Los fuertes vientos y las intensas lluvias afectaron gravemente la producción de papaya maradol en más de una decena de municipios costeros, como Santiago Jamiltepec, Villa de Tututepec y Santa María Huazolotitlán. Este desastre impactó prácticamente la totalidad de la siembra de esta fruta tropical, que posiciona a Oaxaca como líder nacional en su producción.
A pesar de no reportarse pérdidas humanas, los agricultores enfrentan serias complicaciones para recuperarse, ya que en menos de un año dos huracanes han golpeado sus sembradíos. La Sefader planea realizar un censo para cuantificar con exactitud los daños y gestionar apoyos para los afectados.

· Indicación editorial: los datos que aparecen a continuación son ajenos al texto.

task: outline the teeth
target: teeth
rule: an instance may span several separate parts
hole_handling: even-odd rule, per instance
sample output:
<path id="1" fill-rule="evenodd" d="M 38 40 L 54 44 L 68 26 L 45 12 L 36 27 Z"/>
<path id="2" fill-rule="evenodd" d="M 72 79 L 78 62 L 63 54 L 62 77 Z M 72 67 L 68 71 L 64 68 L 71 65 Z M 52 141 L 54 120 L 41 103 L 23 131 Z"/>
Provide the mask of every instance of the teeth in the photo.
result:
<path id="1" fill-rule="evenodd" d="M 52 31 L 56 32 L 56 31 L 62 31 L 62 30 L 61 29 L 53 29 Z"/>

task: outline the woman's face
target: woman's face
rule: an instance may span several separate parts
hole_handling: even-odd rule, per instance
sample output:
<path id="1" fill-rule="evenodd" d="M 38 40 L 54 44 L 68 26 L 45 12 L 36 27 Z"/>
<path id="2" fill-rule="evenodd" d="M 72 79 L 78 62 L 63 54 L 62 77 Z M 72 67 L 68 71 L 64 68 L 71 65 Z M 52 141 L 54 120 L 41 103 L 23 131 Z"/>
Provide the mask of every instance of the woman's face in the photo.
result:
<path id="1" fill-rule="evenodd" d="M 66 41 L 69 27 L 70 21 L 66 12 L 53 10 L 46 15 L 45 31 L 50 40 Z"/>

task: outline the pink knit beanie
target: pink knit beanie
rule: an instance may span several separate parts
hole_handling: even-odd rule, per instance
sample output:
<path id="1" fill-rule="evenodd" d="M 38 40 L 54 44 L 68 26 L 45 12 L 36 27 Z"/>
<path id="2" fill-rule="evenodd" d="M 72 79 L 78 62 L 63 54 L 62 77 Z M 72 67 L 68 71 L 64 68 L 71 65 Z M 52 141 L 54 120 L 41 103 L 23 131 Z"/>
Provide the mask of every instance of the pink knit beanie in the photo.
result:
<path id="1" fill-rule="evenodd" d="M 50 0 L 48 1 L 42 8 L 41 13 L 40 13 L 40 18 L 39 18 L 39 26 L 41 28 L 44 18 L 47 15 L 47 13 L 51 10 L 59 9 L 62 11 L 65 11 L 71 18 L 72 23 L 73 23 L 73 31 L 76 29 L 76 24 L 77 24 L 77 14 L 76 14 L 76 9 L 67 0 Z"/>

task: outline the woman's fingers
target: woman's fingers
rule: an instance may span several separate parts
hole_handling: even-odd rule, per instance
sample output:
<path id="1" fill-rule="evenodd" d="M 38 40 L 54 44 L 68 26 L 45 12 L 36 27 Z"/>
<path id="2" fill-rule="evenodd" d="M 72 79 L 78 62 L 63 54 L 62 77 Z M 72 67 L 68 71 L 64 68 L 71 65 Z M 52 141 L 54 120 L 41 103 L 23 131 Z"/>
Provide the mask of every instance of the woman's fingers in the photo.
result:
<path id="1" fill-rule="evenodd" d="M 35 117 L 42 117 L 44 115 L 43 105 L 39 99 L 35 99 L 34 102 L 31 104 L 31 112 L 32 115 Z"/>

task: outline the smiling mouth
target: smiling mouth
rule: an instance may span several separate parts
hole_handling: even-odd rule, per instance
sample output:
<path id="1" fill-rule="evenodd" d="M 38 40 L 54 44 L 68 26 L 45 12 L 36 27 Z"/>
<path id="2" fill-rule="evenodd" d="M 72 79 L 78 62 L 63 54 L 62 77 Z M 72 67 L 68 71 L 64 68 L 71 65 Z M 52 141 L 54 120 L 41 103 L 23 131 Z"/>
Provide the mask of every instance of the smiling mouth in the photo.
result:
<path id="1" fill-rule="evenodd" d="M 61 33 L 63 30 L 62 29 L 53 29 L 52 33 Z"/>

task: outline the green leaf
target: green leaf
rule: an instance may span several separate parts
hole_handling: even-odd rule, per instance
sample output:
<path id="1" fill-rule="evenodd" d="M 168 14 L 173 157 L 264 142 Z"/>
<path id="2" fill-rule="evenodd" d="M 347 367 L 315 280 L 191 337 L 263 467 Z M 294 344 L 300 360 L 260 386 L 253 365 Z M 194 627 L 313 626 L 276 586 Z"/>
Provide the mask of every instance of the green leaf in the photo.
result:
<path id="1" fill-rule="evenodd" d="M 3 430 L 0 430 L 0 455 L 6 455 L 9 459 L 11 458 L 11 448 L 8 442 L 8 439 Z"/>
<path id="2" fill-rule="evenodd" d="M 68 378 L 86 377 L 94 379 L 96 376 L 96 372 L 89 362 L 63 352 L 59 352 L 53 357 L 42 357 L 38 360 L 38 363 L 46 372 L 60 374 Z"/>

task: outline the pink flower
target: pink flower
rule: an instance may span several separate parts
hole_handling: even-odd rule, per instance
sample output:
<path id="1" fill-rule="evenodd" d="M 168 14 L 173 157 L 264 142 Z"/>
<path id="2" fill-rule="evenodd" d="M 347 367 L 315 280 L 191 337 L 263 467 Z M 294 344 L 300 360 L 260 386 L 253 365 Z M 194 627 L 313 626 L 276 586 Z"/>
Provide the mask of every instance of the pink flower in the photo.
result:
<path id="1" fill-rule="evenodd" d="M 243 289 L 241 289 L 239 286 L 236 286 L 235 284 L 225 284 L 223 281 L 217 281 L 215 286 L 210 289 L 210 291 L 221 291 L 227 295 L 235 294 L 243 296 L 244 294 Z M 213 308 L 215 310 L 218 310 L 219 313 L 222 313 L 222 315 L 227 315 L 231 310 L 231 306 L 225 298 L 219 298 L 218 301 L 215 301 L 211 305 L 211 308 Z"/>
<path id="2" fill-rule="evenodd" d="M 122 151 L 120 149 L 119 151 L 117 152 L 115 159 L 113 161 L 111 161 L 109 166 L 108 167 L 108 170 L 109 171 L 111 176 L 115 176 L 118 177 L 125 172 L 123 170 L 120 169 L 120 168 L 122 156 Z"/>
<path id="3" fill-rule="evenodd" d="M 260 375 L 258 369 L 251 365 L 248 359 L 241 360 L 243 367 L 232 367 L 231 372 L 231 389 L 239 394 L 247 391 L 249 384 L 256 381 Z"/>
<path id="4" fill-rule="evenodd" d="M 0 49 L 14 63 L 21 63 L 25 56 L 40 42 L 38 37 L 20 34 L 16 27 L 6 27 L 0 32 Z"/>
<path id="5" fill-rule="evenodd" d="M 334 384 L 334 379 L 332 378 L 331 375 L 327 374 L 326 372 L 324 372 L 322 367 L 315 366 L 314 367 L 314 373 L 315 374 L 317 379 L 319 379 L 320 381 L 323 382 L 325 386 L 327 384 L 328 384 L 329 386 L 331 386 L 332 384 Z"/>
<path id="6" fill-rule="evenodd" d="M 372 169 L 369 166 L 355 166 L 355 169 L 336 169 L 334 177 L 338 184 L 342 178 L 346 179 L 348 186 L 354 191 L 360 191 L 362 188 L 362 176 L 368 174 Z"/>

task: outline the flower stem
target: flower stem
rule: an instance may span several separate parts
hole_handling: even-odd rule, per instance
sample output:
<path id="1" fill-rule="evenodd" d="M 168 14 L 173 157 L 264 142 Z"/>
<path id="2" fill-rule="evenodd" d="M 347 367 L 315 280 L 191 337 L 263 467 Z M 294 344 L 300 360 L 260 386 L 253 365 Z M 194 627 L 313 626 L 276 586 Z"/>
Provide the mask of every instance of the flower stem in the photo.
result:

En respuesta, productores de Villa de Tututepec formaron el Consejo de Papayeros para exigir apoyo urgente del gobierno estatal. Las afectaciones no se limitaron a la papaya, pues cultivos de limón, plátano, coco y mango, así como infraestructura agrícola, también sufrieron daños.
Oaxaca, que produce 300 mil toneladas de papaya al año y lidera el mercado nacional, enfrenta un panorama económico crítico, con riesgos de aumento en los precios de la fruta en mercados como la Ciudad de México y California.